Alors que je viens à l’instant de valider les textes que vous avez déposés sur l’illustration de dimanche dernier, que je vous invite d’ailleurs à lire, je vous propose cette semaine de faire le tour de la bibliothèque imaginée par l’artiste Carola Pabst afin de la faire vivre en vos mots, comme vous le faites si bien, régulièrement ou occasionnellement.

Aucun commentaire ne sera validé avant dimanche prochain, comme le veut l’habitude, ce qui vous laisse plus que le temps nécessaire pour écrire quelques lignes. Ce sera avec plaisir que nous vous lirons dans une semaine.

D’ici là, bon début de printemps pour celles et ceux qui ont déjà l’occasion de le voir poindre, et bonne fin d’hiver aux autres.

Le verre d’eau

Le hasard n’existe pas. Ce n’est donc pas lui qui m’a permis de retrouver cette carte postale alors que je cherchais autre chose.

La photo prise par la photographe Laurence Hutton il y a une dizaine d’années est toute simple. De celles qui font dire qu’une image vaut mille mots.

L’imaginaire d’Alexandra

Continuer de s’étonner. Partager ce qui nous touche. Faire fi des passeports. Ne pas prêter aux individus des intentions, des adhésions, des allégeances. Plus que jamais en ce moment. Et s’émerveiller devant le travail de l’artiste russe Alexandra Dvornikova, dont j’ai fait la découverte grâce à cette carte postale.

La fête des lumières

C’est dans l’État du Tamil Nadu, en Inde, que se tient annuellement le festival des lumières Kartikai Deepam., que je vous invite à découvrir, comme je l’ai fait, grâce à cet article.

L’arbre à cœurs

Je ne suis pas fan de l’hiver, je l’ai mentionné plus d’une fois ici.

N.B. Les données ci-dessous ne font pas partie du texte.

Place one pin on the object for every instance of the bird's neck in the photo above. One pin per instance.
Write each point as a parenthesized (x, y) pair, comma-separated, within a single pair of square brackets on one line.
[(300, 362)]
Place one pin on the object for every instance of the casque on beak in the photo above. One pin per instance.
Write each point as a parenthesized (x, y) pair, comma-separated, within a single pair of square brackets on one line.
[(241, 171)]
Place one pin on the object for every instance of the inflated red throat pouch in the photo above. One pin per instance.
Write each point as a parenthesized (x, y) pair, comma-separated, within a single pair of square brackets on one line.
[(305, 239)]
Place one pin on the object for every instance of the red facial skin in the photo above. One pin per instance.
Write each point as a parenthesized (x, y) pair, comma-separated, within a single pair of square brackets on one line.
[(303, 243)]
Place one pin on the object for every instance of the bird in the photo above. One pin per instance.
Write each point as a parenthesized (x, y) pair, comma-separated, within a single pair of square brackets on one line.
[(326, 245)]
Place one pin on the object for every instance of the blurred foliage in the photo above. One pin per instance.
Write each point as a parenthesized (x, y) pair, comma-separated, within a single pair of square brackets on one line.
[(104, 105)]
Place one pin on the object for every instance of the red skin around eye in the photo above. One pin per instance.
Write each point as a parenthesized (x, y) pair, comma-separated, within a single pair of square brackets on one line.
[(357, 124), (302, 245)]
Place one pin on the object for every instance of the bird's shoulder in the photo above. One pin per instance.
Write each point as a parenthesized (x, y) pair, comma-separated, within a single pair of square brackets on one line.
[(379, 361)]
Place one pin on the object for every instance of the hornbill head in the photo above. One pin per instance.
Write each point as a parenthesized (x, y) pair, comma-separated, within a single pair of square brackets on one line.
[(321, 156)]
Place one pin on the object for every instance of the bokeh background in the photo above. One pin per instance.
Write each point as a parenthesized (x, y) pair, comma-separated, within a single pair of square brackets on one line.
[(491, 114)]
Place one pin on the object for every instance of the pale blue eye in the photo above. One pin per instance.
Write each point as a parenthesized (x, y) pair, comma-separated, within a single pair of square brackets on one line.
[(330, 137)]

Mais je vis dans un pays où l’hiver dure parfois six mois. Je dois donc omposer avec lui. Et tant que la tempête de la Saint-Patrick n’est pas chose du passé, il est inutile de rêver à une arrivée imminente du printemps. Donc, autant accepter les choses et sourire devant cet arbre à cœurs de l’artiste finlandaise Virpi Pekkala.

La musique de l’océan

La musique de l’océan. Tel est le titre que l’artiste Carol J. Rupp a donné à ce tableau dans lequel je me reconnais. J’ai toujours aimé entendre le bruit des vagues provenant des coquillages. Vous aussi?

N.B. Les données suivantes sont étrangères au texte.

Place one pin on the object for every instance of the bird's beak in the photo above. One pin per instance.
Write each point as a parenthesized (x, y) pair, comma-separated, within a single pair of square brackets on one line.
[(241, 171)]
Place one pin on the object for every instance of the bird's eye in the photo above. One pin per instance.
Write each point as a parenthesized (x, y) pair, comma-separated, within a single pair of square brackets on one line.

Une autre machine à écrire

Je ne me lasse pas des cartes postales mettant à l’honneur des cartes postales. Celle-ci m’a permis de découvrir le travail de la photographe Jill Wellington dont les photos libres de droits feraient de bien jolies cartes postales…

L’escalier de la tourelle Nord

Je pourrais passer mes journées à me tenir au courant de ce qui passe en Ukraine, de l’évolution de la COVID-19 à travers le monde, des statistiques concernant les différents types de cancer. Je pourrais.

Je ne le fais pas. J’ai choisi de limiter le temps que je consacre à me tenir informée. Pour ma santé mentale. Pour rêver. Un peu. Pas beaucoup. Juste assez pour tenir le coup. Pour me dire qu’un jour, peut-être, j’entrerai dans une des cartes postales que je vous offre jour après jour. Et, pour imaginer, pourquoi pas, que je monterai un jour les marches de l’escalier de la tourelle Nord du Petit Palais afin de me glisser dans cette photographie de Thierry Depagne.

En vos mots 776

Il me semble qu’il y a bien longtemps que je ne vous ai proposé une scène livresque se déroulant dans une librairie, raison pour laquelle j’ai choisi aujourd’hui cette illustration de l’artiste Katy Leto afin que vous lui donniez vie en vos mots.

Comme le veut l’habitude, aucun commentaire ne sera validé avant dimanche prochain, ce qui vous laisse amplement d’écrire quelques lignes et de lire les textes déposés sur l’illustration de la semaine dernière.

D’ici là, demeurons optimistes même s’il est difficile de l’être.